Liverpool Sound and Vision Rating 7/10
English Electric, the second new album by O.M.D. since their reformation starts with a warning that the anticipated future has been cancelled; possibly prophetic, a wild but reasonable claim and somehow justified by the pairing of Andy McCluskey and Paul Humphreys in this demure and laidback recording.
In recent years some of their cohorts from the 1980s electronic music bonanza that swept through the decade like a broom demolishing the last vestiges of punk and trying to clear a suitable path against the resurgence of 80s Progressive and Heavy Rock/Metal, have once more released albums that have sounded fresh and interesting. Bands such as Blancmange and Human League have created a stir and O.M.D. has joined in once again.
The future seems so long ago but seeing as everything has a present and trends come round as intrinsically predictable, then to have O.M.D., one of the 80s greats back and giving songs a polished and recognisable performance on the new album can only be a good thing. Full of positivity and more than a healthy nod to their past, tracks such as Helen of Troy, the forewarning of The Future Will be Silent, the dystopia and frustrating feel of the rhythmic Decimal and heart wrenching aura of Dresden make English Electric perhaps O.M.D.’s finest moment since Architecture and Morality.
For anyone who has caught the band in the last couple of years as they have toured extensively, not just in Britain and certainly the sublime night when they went back to their past and performed at Eric’s, they will have already realised that Andy McCluskey has still got that incredible voice that makes listening to the band soothing and yet with the element of foreboding that the lyrics are suggesting something much deeper and possibly bleaker than the listener can hope to cope with.
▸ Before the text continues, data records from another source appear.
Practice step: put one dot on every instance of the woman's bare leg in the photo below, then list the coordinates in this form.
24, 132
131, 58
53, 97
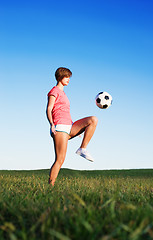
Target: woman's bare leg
86, 125
60, 145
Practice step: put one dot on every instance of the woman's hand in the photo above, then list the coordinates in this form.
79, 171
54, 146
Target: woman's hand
53, 129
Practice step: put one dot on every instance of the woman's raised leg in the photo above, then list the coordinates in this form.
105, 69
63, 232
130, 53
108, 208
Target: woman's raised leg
88, 126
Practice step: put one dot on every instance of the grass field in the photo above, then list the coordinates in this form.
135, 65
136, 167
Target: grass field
106, 205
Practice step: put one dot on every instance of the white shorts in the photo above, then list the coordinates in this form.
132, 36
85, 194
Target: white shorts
62, 128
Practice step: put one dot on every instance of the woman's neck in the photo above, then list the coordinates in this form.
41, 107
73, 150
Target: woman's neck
60, 86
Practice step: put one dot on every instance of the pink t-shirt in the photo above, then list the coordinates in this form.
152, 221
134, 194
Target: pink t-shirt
61, 108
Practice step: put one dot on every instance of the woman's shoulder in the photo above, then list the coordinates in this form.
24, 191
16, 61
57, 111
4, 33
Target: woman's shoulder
53, 91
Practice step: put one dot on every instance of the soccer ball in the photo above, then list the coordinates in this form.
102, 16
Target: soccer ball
103, 100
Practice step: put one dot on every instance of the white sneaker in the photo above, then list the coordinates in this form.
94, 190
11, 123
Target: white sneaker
84, 153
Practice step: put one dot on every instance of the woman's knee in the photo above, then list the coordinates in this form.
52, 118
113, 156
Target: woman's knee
94, 120
60, 159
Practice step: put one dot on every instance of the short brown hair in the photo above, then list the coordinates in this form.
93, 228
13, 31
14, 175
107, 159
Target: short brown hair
62, 72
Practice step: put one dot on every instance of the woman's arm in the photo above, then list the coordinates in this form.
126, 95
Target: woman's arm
51, 101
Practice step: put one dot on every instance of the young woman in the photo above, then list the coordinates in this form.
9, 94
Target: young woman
61, 126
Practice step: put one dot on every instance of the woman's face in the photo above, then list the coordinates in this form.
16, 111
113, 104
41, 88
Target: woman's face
65, 81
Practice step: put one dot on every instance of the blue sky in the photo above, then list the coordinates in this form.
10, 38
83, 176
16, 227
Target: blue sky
108, 45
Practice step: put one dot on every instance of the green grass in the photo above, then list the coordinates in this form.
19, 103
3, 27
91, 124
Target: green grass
106, 205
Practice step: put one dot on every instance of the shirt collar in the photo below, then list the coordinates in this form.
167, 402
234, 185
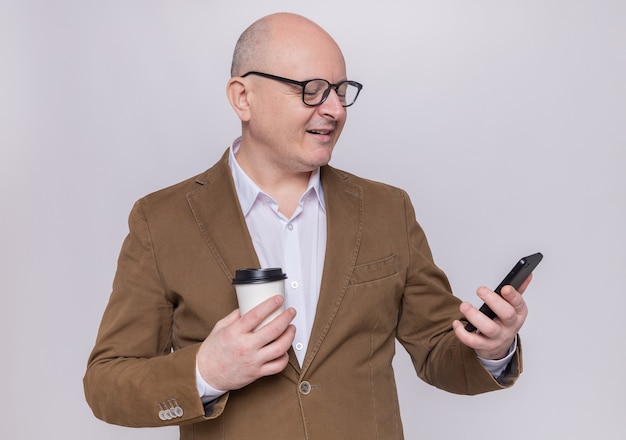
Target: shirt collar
248, 191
Instead of talking about the day that America dropped the nuclear bomb on Japan from the Enola Gay, the listener is introduced to the imagery of a seemingly perfect world, where everything can be ordered and fitted to suit their lifestyle, that lifestyle comes with a stark reminder that the future, Like Fritz Lang’s Metropolis, comes with a price.
Imaginative and catchy, English Electric is exactly what O.M.D. stand for.